Anyway, I’ve learned two new things about Screen Time — two special ages and a hint about why one iPhone could not be enrolled in remote Screen Time.
First the ages. US Screen Time has two special ages: 13 and 18. We know about 18, but the 13 is new to me.
If a Family Member's Apple ID birthdate means their current age is over 18 then remote screen time blocks are turned off. It’s an 18th birthday gift from Apple! This is a problem for special needs adults — chronologically 18 but very vulnerable. The workaround for a special needs adult is to set their AppleID birthdate so they are 14 (write down the birthdate you used, you may need it).

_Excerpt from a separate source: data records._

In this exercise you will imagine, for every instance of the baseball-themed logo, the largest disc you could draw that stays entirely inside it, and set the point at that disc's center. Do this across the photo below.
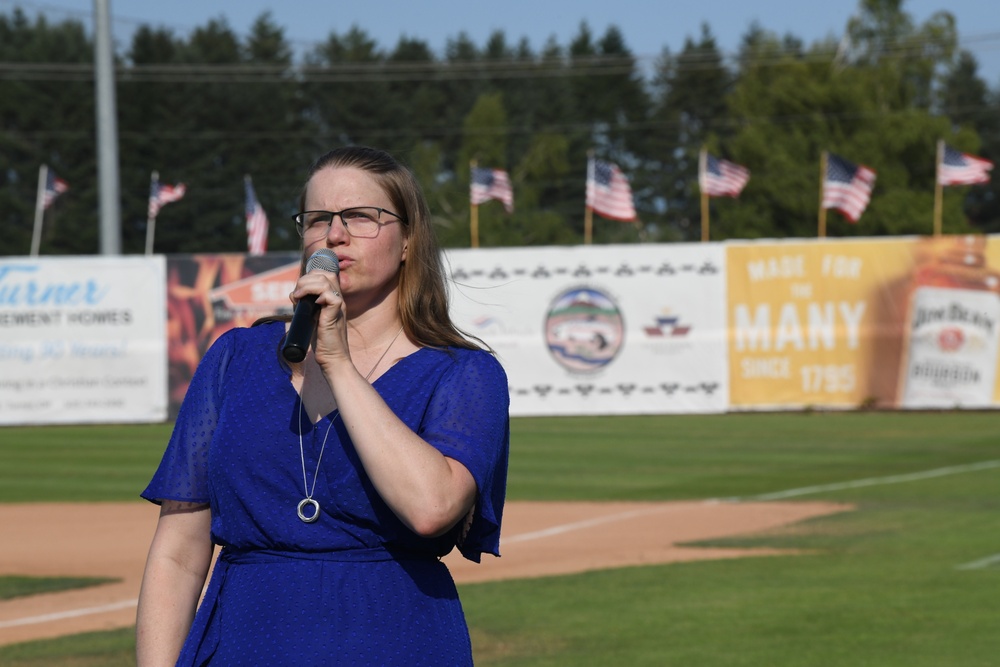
(667, 326)
(584, 330)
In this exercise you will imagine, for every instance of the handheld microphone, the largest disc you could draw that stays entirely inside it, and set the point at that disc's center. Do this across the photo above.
(303, 320)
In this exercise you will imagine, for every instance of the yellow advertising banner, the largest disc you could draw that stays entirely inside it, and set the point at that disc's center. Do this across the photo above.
(905, 322)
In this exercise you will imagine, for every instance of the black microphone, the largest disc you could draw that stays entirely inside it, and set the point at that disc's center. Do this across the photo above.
(304, 319)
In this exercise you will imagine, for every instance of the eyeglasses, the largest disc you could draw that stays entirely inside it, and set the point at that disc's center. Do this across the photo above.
(359, 221)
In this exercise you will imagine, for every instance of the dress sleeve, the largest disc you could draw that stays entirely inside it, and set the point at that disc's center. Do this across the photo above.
(468, 419)
(183, 471)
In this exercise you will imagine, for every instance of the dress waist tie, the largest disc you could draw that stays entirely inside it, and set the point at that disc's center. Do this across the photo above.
(203, 639)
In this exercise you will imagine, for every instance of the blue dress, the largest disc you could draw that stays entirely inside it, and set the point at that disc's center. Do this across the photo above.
(357, 587)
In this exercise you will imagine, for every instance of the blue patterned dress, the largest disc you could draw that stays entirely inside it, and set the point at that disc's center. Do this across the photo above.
(357, 587)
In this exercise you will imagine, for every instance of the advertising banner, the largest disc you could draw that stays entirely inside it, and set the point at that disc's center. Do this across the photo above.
(901, 322)
(82, 340)
(210, 294)
(599, 330)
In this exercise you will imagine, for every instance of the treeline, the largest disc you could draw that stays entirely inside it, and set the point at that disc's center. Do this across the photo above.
(206, 108)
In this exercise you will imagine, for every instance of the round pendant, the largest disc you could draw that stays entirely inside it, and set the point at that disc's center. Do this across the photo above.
(308, 502)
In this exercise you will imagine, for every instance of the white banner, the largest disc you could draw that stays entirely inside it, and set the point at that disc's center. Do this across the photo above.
(82, 340)
(589, 330)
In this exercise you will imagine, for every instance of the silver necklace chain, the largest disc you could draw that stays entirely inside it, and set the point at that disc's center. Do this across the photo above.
(308, 501)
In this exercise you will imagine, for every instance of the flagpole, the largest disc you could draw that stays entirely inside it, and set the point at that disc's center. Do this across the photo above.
(938, 189)
(36, 235)
(151, 219)
(588, 216)
(702, 159)
(822, 181)
(473, 212)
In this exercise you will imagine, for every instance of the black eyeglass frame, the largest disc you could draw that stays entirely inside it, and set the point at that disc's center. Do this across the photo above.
(300, 227)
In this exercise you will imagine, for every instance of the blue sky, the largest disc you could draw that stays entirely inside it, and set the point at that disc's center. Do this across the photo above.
(648, 25)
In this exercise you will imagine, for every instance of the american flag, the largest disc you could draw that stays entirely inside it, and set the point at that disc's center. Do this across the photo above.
(608, 191)
(163, 194)
(487, 184)
(721, 178)
(256, 222)
(54, 186)
(847, 186)
(958, 168)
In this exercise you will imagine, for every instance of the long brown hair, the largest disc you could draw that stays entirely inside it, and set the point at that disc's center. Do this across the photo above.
(423, 294)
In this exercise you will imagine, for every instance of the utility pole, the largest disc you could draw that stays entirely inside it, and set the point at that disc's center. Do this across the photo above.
(107, 130)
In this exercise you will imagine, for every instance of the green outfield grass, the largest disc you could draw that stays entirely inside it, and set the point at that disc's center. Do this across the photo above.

Note I wrote 14, not, say, 10. That’s because 13 is another special age. If a Family Organizer creates an Apple ID birthdate such that a family member’s age is under 13 they will see, after it’s been created, the message "Children under 13 cannot be removed from Family Sharing.” Not only can they not be removed, their birthdate cannot be changed either. You will need to call Apple Support to have changes made, and you may need to work with a supervisor. Meanwhile any devices with that Apple ID will count against your sharing cap.
What else did I learn?
I learned that some Apple IDs won’t work with Screen Time. It’s not clear why; I assume it’s a obscure bug somewhere in Apple’s creaky identity management infrastructure. When I set up a test phone for my book project I used an old Apple ID of mine. Without going into the convoluted history, that Apple ID is descended from an old mac.com/MobileMe email account and it’s all way too complex to describe. In any case, even though I'd changed the birthdate so age was 14, remote Screen Time settings didn’t “stick”. I’d enable them, they’d flip back to off. I changed the device Apple ID to a fresh one created from my Family Organizer account (which is how I discovered the 13 yo bit) and now it works.
Since my test iPhone doesn’t have a SIM card I wondered if that was part of my remote Screen Time problem. It wasn’t — my setup worked fine. Interestingly when I set the Apple ID this way both FaceTime and iMessage also worked without a SIM card — no ‘waiting for activation’ issues.